# Matagorda seafood fest march 16



## mataoyster (Apr 25, 2011)

Come to Matagorda on Saturday, March 16 to the 3rd Annual Seafood Fest!!! What a great time to have it too...SPRING BREAK!! We have over 40 vendors to shop at, FRESH Matagorda oysters and shrimp served from 11:30 - 4. Horseshoe contest ( entry $25/person ), men's and women's oyster eating contest ( entery $20/person ), oyster shucking contest ($10/person ) come on and show your skills off!! Live auction that you don't want to miss, raffle drawing and LIVE music all day. OH.... And did I forget to mention BEER!!!!!!!!!! :cheers: COME ON... GATES OPEN AT 10 am. $5 ADMISSION UNLESS YOU PURCHASE A FOOD TICKET FOR $15 AT THE GATE OR IN ADVANCE.


----------



## Roofish (Jun 28, 2008)

How much to eat oysters & shrimp??? Is the $15 for all you can eat or what????


----------



## chumy (Jul 13, 2012)

Roofish said:


> How much to eat oysters & shrimp??? Is the $15 for all you can eat or what????

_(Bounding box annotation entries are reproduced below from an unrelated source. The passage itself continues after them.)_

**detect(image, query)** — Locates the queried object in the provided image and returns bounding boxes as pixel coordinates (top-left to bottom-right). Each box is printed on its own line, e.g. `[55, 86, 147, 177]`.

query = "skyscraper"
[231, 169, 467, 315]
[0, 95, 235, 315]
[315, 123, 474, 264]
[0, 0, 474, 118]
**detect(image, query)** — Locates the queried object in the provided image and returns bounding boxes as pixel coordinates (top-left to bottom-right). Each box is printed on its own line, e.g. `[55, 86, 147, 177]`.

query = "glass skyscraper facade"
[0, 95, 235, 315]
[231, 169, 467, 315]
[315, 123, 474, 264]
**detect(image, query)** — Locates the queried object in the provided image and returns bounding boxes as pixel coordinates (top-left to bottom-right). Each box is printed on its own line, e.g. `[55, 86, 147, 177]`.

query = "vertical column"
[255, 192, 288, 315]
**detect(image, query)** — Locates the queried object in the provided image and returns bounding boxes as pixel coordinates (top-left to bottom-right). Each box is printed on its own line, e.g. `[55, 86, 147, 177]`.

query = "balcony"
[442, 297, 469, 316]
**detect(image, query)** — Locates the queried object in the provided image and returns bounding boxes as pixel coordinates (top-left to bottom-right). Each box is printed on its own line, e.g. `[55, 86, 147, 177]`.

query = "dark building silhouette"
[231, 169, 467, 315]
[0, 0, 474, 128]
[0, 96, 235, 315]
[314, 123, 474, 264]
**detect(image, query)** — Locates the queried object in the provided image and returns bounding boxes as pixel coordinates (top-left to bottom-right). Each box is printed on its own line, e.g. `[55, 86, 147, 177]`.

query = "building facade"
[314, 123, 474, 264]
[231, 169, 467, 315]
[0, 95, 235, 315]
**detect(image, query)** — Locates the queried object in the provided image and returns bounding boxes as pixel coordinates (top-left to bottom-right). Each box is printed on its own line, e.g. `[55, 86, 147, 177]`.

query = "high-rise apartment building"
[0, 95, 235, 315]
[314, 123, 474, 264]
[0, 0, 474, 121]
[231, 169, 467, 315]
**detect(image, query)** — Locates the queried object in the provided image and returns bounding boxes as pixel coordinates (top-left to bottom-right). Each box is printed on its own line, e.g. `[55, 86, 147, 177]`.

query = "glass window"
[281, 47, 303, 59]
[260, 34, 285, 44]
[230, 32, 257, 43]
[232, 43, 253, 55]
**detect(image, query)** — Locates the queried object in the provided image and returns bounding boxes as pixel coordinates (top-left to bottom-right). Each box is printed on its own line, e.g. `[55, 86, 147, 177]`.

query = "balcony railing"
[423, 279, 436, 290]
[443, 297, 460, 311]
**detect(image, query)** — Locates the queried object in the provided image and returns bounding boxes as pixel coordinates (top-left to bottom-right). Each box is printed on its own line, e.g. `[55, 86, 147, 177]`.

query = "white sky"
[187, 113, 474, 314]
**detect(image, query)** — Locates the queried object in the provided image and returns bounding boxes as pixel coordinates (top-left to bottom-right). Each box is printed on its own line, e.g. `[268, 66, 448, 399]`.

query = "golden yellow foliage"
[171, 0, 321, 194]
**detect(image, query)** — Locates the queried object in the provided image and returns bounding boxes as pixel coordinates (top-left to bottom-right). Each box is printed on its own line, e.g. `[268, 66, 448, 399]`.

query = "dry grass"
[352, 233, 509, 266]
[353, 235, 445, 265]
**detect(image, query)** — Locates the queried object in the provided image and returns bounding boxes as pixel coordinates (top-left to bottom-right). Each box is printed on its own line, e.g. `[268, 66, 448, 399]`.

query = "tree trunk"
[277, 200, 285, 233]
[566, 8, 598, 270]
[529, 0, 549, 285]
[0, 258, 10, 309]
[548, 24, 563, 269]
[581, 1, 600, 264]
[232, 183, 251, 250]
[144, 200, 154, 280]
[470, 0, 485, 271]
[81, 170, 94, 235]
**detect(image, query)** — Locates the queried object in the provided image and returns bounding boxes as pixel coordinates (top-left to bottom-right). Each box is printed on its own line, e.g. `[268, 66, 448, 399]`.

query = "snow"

I highly doubt $15 is all you can eat. I don't know. what i'd like to know also is what are the beer prices?


----------



## big bluemarlin (Apr 12, 2006)

It's not all you can eat unless you enter the oyster eating contest for $20 with a time limit of 5 minutes. At $15 a plate most people can't eat all the food, and if you like raw oyster they are 3 oysters on the half shell for $2 ticket. The beers are 16 oz. cans and cost one $3 ticket.


----------



## chumy (Jul 13, 2012)

Those are reasonable prices. I'll be there!!!


----------